Summary
Relational databases offer a rich toolset to help ensure the integrity of data. Apart from normalized schema, however, few enterprise applications take advantage of those tools and, instead, tend to implement integrity checking inside application layers. If SQL database constraints are useful, why aren't more applications taking advantage of them?
Advertisement
An important trend in data management, especially on the Web, is to use relaxed SQL schemas—or to eschew the principles of relational data design altogether. A recent Artima discussion focused on the "NoSQL" movement, as it were—and the general conclusion seemed to be that relational constraints are very useful, indeed, and that developers should bypass them at their peril.

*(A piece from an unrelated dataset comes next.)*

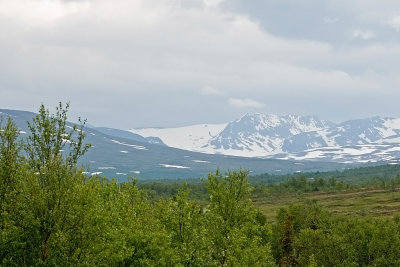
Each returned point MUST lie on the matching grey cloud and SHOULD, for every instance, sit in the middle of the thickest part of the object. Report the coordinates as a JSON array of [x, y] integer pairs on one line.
[[166, 63]]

That's hardly a surprise, given that normalized relational data models came about as a way to help ensure data integrity. Users, in general, like to think of databases as authoritative sources of data: an underlying notion for popular data access methods, such as SQL queries, is that the return values represent a well-defined notion of "truth." Preserving that notion is much harder when relational constraints are relaxed, which puts most of the integrity maintenance burdens on application-level code.
While much of the discussion on NoSQL centers around database de-normalization—relaxing SQL normal forms that results in possible data redundancy—modern database management systems, as well as the SQL standard, offer many additional mechanisms to ensure data integrity. In perusing the latest edition of Joe Celko's SQL for Smarties—a highly recommended read—it became clear to me that I'm using but a small portion of SQL's power to ensure data integrity. For instance, I almost never take advantage of the SQL check mechanism when declaring database tables, and I forgo other now standard SQL facilities, too, to, in effect, keep the database clean.
Although I believe in the value of pushing as much data management as possible into a database, I tend to implement a lot of data integrity-related code in the domain and controller layers. Of course, all that code needs to be tested, too. I recently surveyed a few dozen test suites I wrote using ScalaTest, encompassing several hundred test cases, and noticed that no less than 30% of our test cases had to do with enforcing data integrity constraints at the application layer. An example of that is making sure that API-level preconditions are enforced—checking for the proper handling of null values, for instance. And if a complex object is passed as a parameter to a method, I tend to write tests to make sure the method can gracefully accommodate method parameter objects in unacceptable states.
We do all that, even though we also use Hibernate Validator in the entity layer, carefully annotating entity classes with required validation constraints. Finally, we also write a significant amount of integrity-checking code in the presentation layer—Flex, in our case—to ensure that users submit valid data to the server-side API. And that presentation-layer code has tests suites, too. In total, therefore, we encode data integrity the database, the entity layer, and in the presentation layer, with significant portions of our test cases devoted to covering integrity-checking code in the controller layer and in the presentation as well.
That's a lot of code that clearly violates the DRY principle. The closest to non-redundant integrity constraints I've seen was in ActiveRecord, Rails' O/R mapping and persistence layer. ActiveRecord annotates entity-layer classes with integrity constraints, and Rails' controller and presentation layers use that data to, for instance, display nice error messages to the user upon incorrect data entry. However, as with Hibernate Validator, ActiveRecord barely takes advantage of the underlying relational database's expressive power: Constraint-related SQL generated by both frameworks is limited mostly to foreign-key relations and non-null field declarations. The rest of the integrity checks are performed by a sort of validation layer (as part of the entity classes).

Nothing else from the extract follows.